Chhattisgarh High Court: Section 377 Case Against Husband Without Proof Is Abuse of Process

The Chhattisgarh High Court ruled that, in the absence of medical evidence or supporting material, initiating proceedings under Section 377 of the Indian Penal Code against a husband amounts to an abuse of legal process.

Justice Narendra Kumar Vyas was hearing multiple petitions challenging FIRs registered under various IPC sections, including Section 377 (unnatural offences), based on complaints filed by wives against their husbands, followed by the filing of charge sheets.

The Court observed that, prima facie, there was no material on record to substantiate the allegations made against the petitioner-husbands under Section 377. Therefore, the continuation of such criminal proceedings was deemed a misuse of the legal process.

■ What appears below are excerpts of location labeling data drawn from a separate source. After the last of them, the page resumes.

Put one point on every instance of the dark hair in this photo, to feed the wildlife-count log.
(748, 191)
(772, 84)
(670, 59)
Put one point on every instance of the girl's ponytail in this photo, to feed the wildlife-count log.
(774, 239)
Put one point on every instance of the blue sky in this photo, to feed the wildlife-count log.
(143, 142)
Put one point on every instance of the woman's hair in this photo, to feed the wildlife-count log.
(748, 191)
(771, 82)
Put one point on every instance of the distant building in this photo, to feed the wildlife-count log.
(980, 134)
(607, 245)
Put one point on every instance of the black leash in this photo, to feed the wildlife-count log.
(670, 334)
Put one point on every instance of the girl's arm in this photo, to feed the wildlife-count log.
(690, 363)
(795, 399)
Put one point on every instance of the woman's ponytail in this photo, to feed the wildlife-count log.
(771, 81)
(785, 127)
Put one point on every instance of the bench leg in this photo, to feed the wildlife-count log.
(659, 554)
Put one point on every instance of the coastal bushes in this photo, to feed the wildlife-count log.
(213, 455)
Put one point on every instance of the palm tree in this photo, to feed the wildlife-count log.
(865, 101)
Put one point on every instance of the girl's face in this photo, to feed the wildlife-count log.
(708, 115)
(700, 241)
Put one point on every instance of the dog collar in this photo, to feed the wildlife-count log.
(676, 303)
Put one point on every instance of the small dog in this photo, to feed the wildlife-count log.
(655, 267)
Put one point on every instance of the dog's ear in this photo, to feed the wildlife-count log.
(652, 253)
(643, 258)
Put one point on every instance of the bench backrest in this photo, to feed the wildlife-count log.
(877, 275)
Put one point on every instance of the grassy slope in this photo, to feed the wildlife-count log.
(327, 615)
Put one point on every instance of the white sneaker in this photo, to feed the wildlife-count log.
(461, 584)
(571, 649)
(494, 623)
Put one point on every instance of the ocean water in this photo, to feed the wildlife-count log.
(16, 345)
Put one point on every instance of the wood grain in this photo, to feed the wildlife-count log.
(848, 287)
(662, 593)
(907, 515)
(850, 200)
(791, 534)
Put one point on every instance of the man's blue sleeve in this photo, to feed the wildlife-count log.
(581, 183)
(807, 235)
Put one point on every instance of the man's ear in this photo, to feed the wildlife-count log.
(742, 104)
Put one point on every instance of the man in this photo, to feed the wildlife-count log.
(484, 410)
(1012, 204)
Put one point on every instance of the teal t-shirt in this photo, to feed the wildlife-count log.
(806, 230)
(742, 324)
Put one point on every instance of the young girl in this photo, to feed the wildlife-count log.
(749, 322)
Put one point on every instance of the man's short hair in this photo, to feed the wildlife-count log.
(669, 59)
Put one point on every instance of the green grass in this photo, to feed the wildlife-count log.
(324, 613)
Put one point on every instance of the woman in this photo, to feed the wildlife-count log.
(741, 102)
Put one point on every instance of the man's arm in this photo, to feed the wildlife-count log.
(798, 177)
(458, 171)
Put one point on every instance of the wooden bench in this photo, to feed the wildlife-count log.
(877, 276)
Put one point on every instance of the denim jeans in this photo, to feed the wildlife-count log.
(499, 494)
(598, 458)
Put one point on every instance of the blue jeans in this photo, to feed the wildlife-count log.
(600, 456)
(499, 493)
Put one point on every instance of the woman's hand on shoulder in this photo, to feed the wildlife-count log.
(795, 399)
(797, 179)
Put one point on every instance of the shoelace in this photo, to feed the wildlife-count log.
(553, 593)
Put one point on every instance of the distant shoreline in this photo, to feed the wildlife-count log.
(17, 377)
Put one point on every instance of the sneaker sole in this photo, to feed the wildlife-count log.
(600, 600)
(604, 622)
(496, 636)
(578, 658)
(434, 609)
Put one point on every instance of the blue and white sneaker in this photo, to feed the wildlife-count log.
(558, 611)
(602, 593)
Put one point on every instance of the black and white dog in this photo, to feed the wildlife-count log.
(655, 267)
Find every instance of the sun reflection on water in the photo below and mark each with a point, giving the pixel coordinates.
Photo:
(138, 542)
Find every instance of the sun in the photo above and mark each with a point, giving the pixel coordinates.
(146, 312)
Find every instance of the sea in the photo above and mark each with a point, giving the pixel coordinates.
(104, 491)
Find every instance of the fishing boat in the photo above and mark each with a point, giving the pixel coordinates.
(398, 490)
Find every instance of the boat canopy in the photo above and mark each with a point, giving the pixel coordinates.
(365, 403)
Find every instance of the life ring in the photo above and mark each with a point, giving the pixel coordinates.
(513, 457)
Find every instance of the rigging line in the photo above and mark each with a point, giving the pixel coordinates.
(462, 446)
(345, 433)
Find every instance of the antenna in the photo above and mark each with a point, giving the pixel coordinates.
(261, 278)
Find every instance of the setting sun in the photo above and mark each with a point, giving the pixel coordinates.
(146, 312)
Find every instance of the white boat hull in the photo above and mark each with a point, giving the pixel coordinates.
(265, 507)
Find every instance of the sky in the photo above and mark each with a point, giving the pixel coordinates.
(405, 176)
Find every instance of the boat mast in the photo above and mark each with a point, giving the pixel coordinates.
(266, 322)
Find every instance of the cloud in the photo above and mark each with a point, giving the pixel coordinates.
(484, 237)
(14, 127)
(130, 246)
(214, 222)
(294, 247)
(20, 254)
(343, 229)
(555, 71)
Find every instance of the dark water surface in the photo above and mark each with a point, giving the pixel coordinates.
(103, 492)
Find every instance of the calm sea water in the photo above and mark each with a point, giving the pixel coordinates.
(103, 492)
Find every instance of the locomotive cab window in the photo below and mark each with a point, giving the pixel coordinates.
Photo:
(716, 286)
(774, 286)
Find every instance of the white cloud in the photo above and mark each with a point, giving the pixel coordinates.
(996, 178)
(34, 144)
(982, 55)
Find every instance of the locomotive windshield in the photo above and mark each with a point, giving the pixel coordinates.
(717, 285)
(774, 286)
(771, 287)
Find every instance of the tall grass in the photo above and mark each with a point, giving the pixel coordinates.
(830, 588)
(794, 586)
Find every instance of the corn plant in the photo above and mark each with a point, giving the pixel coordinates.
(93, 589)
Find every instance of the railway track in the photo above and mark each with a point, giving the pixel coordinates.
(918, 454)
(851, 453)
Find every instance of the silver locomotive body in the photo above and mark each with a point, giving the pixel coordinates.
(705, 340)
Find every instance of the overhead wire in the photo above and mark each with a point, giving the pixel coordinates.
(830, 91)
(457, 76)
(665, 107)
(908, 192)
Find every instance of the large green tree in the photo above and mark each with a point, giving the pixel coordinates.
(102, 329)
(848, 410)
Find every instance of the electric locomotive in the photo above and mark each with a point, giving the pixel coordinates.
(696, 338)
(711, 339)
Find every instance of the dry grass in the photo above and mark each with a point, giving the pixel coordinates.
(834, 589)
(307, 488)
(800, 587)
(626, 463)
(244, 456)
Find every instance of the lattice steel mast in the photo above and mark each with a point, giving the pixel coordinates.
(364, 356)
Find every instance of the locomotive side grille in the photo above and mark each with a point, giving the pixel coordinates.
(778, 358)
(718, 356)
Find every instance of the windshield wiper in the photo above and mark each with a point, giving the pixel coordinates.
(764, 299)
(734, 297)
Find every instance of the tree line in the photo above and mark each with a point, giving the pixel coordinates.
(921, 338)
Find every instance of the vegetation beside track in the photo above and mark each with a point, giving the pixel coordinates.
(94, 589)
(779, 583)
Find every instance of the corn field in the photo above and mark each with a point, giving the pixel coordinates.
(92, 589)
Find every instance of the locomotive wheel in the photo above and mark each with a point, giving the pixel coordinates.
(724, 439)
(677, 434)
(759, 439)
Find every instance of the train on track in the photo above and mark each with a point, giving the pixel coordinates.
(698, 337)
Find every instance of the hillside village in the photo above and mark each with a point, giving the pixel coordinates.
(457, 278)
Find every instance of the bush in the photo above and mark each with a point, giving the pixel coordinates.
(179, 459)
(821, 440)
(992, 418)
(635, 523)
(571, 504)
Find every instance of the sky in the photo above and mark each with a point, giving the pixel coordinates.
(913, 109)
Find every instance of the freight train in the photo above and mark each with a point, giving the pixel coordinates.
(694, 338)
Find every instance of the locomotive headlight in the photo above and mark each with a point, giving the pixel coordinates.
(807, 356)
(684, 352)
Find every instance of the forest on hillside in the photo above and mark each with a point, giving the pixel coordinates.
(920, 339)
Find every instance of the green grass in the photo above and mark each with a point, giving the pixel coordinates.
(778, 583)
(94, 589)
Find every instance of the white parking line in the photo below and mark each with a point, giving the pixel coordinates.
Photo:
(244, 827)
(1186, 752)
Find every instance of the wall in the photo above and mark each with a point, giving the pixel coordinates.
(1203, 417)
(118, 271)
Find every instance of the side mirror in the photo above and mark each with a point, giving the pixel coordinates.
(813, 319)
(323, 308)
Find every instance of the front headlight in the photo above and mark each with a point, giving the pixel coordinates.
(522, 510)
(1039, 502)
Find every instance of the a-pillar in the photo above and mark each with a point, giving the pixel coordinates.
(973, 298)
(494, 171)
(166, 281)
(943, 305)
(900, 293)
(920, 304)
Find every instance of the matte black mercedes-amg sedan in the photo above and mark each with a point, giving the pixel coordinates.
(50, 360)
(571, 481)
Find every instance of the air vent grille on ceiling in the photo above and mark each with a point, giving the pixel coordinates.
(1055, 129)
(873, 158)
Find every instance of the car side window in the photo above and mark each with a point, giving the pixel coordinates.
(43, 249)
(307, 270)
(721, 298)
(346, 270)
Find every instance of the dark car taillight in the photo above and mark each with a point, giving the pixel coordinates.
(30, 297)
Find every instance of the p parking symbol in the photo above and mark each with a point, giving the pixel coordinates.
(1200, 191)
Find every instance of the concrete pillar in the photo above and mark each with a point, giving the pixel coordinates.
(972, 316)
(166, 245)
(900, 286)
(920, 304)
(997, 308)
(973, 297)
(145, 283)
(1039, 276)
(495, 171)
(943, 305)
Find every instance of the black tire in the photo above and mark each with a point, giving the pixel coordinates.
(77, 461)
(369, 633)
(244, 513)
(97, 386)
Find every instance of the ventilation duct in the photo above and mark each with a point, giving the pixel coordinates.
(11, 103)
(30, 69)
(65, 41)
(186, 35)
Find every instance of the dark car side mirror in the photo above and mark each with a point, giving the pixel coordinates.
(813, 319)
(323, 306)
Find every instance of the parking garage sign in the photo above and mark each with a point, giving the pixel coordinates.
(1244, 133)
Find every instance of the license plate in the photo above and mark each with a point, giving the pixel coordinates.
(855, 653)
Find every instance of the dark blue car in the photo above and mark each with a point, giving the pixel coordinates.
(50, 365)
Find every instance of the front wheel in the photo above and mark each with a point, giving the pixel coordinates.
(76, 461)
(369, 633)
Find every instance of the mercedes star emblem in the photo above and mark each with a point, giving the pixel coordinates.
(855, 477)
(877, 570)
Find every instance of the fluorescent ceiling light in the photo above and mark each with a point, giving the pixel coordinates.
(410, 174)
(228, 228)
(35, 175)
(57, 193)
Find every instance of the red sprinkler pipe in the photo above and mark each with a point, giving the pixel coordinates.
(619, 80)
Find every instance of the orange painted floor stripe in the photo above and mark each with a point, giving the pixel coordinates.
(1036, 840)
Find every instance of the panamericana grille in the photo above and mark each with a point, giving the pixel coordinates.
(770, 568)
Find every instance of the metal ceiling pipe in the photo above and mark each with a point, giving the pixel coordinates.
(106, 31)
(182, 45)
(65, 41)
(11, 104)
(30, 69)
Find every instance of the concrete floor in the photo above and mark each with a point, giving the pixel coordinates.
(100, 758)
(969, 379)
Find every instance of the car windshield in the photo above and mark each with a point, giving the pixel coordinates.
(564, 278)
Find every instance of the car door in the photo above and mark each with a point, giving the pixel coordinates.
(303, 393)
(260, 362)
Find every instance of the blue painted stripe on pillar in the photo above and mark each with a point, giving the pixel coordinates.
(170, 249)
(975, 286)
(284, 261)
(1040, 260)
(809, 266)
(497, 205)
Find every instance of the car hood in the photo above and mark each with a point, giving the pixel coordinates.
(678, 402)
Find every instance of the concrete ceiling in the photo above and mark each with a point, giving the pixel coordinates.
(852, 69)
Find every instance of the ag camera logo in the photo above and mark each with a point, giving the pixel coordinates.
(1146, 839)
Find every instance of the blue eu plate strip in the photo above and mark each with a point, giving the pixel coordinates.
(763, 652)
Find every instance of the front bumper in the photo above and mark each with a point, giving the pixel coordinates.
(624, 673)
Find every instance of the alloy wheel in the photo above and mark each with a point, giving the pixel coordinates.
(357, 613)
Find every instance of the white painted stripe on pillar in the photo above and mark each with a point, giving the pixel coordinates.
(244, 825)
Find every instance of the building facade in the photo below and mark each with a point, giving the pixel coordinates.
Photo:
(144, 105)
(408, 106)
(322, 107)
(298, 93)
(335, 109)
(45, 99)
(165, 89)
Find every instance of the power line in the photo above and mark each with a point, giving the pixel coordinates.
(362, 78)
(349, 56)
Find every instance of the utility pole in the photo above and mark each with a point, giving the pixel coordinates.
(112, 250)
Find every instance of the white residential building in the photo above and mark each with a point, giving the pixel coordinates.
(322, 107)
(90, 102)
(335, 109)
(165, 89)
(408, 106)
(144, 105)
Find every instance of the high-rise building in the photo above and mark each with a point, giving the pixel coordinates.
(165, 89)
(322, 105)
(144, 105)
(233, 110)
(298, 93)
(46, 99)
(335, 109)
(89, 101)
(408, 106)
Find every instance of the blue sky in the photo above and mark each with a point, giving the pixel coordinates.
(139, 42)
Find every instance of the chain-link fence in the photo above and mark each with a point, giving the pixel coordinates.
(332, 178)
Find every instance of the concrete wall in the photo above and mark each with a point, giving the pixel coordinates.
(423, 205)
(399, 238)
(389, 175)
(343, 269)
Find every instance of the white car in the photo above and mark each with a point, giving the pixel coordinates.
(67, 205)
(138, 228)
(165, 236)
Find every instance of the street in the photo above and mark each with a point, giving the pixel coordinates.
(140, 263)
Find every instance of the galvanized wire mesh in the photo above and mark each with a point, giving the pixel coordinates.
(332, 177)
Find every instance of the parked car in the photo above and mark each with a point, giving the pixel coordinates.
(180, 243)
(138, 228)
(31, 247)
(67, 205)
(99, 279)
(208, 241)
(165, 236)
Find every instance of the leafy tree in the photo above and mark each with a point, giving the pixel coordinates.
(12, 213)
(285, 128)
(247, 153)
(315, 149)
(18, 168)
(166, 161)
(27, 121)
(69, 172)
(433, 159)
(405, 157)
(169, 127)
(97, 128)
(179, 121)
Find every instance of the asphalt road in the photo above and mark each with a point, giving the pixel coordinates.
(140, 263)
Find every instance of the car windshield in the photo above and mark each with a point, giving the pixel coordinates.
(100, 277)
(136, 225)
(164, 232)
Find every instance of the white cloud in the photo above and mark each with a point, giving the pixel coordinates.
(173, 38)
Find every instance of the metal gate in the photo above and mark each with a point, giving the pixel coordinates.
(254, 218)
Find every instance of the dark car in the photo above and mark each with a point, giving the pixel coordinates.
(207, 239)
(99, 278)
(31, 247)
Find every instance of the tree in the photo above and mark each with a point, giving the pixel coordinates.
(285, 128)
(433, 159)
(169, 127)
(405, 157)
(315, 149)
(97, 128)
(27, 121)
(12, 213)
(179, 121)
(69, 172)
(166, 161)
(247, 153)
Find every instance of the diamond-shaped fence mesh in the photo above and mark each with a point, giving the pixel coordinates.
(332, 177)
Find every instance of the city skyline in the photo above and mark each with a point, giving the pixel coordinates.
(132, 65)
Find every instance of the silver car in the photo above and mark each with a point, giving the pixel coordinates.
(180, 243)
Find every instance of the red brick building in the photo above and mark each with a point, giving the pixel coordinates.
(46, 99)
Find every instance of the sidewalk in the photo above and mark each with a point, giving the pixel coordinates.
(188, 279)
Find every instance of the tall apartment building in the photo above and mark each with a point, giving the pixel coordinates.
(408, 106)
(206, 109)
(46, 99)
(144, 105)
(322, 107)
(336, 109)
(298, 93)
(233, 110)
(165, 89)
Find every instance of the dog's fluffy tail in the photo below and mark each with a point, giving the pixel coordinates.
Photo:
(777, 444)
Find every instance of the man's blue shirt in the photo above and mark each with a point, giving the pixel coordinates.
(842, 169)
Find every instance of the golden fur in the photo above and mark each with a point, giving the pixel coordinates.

Consequently, the Court allowed the trial to proceed for other alleged offences but restrained any coercive action under Section 377 IPC against the husbands.

The petitioners contended that offences under Section 377 IPC, being of an intimate nature between husband and wife, inherently lack eyewitnesses. Since the prosecution failed to present any supporting material, safeguards under Section 161 (police examination of witnesses), Section 164 (magistrate’s recording of confessions), and Section 164-A CrPC (medical examination of rape victims) could not be invoked in their favour.

They further argued that while Section 164-A CrPC mandates medical examination in rape cases, no such specific provision exists for offences under Section 377 IPC. Therefore, in the absence of any prima facie evidence from the complainant or prosecution, the offence under Section 377 cannot be sustained.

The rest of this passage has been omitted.